As someone who sits in the Lords – as a Lib Dem peer – she despairs of any of the political parties really taking all of the issues on board without a lot of steering. And for her the solution is a coherent campaign from older people to force issues like pensions, healthcare and fuel poverty further up the political agenda. “What we need now is ‘Grey Rage’.”
As she writes in one of the book’s most telling passages: “There is some evidence, though not much, that older people are beginning to fight back and to realise the political power they potentially possess. But what we need now is to focus that anger, not just by expecting politicians and professionals to change – through they surely must – but by setting up the businesses, services, mutual networks and new designs for living that older people will need.
“Nobody is going to do this for them. What they have to realise is that they have the power, energy and time to make it happen for themselves.”

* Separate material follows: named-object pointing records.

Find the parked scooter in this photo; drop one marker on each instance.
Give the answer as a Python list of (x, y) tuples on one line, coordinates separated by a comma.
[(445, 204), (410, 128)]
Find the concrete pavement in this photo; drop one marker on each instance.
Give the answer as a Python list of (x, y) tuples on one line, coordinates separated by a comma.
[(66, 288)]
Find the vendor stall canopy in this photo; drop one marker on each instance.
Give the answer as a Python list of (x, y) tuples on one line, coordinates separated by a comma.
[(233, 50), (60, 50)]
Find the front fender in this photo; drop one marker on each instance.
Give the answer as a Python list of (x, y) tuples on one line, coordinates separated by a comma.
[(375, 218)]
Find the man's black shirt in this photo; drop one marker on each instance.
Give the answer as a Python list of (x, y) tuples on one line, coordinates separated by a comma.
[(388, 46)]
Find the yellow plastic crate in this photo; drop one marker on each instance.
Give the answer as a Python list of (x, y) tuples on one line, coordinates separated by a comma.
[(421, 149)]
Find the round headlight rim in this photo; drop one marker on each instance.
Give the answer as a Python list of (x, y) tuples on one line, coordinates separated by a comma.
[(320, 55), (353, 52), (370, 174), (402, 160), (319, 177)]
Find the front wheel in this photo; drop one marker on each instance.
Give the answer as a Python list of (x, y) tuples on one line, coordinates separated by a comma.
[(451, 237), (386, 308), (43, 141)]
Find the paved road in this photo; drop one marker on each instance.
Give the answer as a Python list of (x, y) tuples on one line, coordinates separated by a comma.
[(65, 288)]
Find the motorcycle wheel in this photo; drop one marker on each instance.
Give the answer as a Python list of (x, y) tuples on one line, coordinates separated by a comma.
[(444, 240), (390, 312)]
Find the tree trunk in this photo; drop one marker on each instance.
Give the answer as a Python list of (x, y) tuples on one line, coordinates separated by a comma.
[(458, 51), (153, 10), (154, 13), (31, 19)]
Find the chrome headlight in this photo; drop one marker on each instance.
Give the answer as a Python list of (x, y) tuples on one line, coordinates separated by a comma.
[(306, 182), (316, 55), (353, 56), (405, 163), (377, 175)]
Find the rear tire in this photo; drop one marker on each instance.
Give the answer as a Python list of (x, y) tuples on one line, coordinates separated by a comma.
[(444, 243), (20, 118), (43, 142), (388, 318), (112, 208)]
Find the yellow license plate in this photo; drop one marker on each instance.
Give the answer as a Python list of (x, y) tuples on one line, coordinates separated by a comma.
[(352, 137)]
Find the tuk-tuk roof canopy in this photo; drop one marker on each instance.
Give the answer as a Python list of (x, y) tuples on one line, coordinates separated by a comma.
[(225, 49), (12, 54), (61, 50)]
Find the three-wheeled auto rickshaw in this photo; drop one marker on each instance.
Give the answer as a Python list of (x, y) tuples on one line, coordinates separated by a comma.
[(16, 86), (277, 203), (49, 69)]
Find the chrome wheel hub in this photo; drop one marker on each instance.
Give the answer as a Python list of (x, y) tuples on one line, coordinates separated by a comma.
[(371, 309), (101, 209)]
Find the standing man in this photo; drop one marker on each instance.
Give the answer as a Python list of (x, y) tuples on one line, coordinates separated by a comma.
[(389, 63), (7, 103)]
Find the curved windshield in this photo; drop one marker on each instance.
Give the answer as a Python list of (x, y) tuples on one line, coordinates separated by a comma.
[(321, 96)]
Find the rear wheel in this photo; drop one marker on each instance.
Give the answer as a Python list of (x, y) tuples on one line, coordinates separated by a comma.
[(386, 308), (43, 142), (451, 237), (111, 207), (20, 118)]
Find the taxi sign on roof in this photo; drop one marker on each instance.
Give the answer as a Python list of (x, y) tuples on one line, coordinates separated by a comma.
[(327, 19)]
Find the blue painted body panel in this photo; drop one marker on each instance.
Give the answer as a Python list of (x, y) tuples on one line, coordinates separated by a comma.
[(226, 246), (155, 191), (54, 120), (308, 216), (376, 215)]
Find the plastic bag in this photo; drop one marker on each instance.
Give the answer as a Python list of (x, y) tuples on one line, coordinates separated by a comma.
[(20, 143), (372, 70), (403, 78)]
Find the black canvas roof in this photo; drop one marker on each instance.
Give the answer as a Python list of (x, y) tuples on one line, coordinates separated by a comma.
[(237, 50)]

Powerful stuff – and in tune with everything that Mature Times has campaigned for over the years. But is there no single body representing them in this fight? “At present, no. In the last year Help the Aged has been doing much more campaigning – which has been fantastic to see. There has been a lot of talk about them merging with Age Concern; and if that happened, perhaps that might provide a new focus.”
But realistically what Dame Julia is calling for is a “Grey Panther” movement mirroring the hugely influential movement in the States where goods and services dedicated to older people are more readily available – from travel insurance through to health care.

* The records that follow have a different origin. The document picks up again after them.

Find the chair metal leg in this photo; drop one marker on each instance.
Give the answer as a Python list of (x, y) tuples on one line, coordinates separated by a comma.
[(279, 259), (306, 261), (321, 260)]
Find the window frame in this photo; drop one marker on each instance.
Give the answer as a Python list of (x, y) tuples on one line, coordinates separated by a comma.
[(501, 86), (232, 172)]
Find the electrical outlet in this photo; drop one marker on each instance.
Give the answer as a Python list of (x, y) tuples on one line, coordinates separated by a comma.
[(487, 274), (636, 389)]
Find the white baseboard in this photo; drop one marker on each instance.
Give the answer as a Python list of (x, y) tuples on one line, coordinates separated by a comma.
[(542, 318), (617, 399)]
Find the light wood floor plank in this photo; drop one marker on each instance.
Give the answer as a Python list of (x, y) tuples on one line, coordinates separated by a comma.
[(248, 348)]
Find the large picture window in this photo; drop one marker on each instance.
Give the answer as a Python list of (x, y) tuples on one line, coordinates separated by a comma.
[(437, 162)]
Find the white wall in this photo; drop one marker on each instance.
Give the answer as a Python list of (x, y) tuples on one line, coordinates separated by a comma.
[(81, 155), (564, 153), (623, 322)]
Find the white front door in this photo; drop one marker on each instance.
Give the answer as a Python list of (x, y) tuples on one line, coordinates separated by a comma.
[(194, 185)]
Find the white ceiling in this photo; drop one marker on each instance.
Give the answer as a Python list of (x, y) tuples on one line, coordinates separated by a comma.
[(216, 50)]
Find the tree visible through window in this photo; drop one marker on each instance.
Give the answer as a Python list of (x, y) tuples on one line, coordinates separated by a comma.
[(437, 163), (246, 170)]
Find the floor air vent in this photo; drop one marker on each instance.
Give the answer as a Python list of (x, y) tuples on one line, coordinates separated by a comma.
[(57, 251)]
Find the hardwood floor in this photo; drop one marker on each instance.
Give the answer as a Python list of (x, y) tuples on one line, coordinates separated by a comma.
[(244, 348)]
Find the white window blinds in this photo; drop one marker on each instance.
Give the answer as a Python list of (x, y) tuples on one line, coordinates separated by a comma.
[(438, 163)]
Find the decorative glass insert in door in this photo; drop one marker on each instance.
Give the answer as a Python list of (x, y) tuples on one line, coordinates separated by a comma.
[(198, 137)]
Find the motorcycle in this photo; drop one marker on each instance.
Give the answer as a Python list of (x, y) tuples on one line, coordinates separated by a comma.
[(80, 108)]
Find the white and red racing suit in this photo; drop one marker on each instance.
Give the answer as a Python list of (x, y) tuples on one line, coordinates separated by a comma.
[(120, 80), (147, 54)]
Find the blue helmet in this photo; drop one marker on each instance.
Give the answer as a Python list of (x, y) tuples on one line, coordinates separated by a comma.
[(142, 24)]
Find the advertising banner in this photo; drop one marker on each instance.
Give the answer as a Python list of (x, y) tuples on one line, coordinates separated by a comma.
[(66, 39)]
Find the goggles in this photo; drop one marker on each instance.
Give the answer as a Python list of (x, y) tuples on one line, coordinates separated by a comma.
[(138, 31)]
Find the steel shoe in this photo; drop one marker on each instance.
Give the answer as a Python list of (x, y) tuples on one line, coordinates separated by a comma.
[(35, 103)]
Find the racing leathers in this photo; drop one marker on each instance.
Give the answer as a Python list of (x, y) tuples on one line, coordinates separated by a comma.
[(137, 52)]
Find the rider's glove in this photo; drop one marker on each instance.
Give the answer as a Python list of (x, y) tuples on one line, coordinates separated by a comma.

So are things getting better – or worse? “In some respects better – the recent Government housing strategy is very promising. But issues like care are getting far worse. We need to look at the best practices of other countries and use those as a benchmark.
“I would like to see someone take up the mantle of leader of a new movement for older people. He or she would have to cut across the political divides and probably be in their 60s or 70s. But the movement could get behind that person.”
“Not Dead Yet” by Julia Neuberger is published by HarperCollins, price £18.99.